- The Washington Times - Wednesday, April 14, 2021

Congressional Democrats forged ahead Wednesday night with two of their main priorities in dealing with grievances over race.

In a strictly party-line vote, Democrats on a House committee advanced a bill that would create a commission to study paying reparation for slavery to Black Americans. 

It was a historic moment for proponents of reparations, marking the furthest the idea has gotten in Congress in the 30 years since it was first introduced.

Rep. Sheila Jackson Lee, Texas Democrat, and the bill’s sponsor, ticked off several atrocities Blacks have faced through history, from slavery to lynchings and being barred from living in certain areas. 

Those living today may not have been responsible for slavery, she said, but the mistakes of the past still need to be repaired.



“It was America’s sin and that’s what we’re hoping to address,” she said. “Reparation is not a handout. It is restoration. It is reconciliation. It is healing.”

The House Judiciary Committee pushed the bill forward over the vehement protests from Republicans who said the legislation itself was discriminatory and would inflame racial tensions in the U.S.

“We’re going to take money from people who never were involved in the evil of slavery and give it to people who were never subject to the evil of slavery,” said Rep. Jim Jordan, of Ohio, the committee’s top Republican.

On the other side of the Capitol, Senate Democrats and Republicans managed to find common ground on a bill tackling anti-Asian hate crimes.

Senate Republicans initially dismissed the Democratic legislation that would encourage Asian Americans to report incidents of racial harassment as a “messaging bill” and threatened to block it. But Senate Minority Leader Mitch McConnell, Kentucky Republican, struck an agreement with Democratic leaders to open debate on the bill and allow for votes on amendments.

Mr. McConnell, who is married to former Transportation Secretary Elaine Chao, paved the way for Republican support in a floor speech on Tuesday.

“I can tell you as a proud husband of an Asian American woman, I think the discrimination against Asian Americans is a real problem,” Mr. McConnell said.

The Senate voted 92-6 to let the bill be considered.

“The legislation will send a clear message that racism against Asian American citizens has no place in society,” said Senate Majority Leader Charles E. Schumer, New York Democrat.

Sen. Mazie Hirono, a Hawaii Democrat and the bill’s chief sponsor, said Republicans would try to remove language from the bill that blames former President Donald Trump’s use of terms like “China Virus” for inciting harassment.

“They want to take out the hatemonger stuff,” she said.

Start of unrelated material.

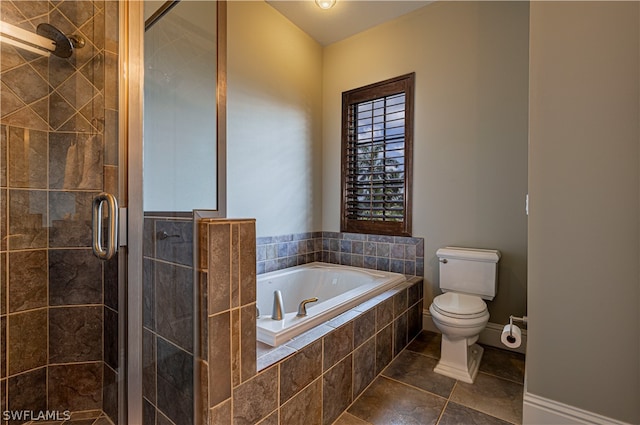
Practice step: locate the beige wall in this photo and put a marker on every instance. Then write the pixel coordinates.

The legislation responded to recent claims of increasing attacks and harassment of Asian Americans during a coronavirus pandemic that began in Wuhan, China. Ambiguous and incomplete statistics on Asian hate crimes, however, raise questions about whether the problem is getting worse.

To conservatives, the House Judiciary Committee’s passage of the reparations bill reflects a fundamentally wrong approach by Democrats that judges people based on the color of their skin.

Mike‌ ‌Gonzalez,‌ ‌a‌ ‌senior‌ ‌fellow‌ ‌at‌ ‌the‌ ‌conservative‌ ‌Heritage‌ ‌Foundation, said the reparations movement is part of the Biden administration’s “racial equity” agenda.

“Equity doesn’t mean fairness or equality. It means treating Americans unequally [based on race]. How do they think that’s legal?” he said.

To proponents, though, giving reparations only to Black Americans would be an acknowledgment that past discrimination has contributed to White people continuing to be wealthier than Black people long after the end of slavery.

Despite the advancement of a reparations bill in Congress, actual payments are not close at hand.

The bill would only set up a commission to discuss the idea. It also is uncertain if it will pass the full House. The bill also would face fierce Republican opposition in the Senate, which is divided 50-50 between Democrats and Republicans.

“I think the idea of reparations is a mistake,” Sen. Ted Cruz, Texas Republican, said in an interview.

“I don’t think the government ought to be discriminating based on race. Slavery was the original sin of this nation,” he said. “We fought a bloody civil war to eradicate that horrific practice but everyone involved in slavery has long since passed.”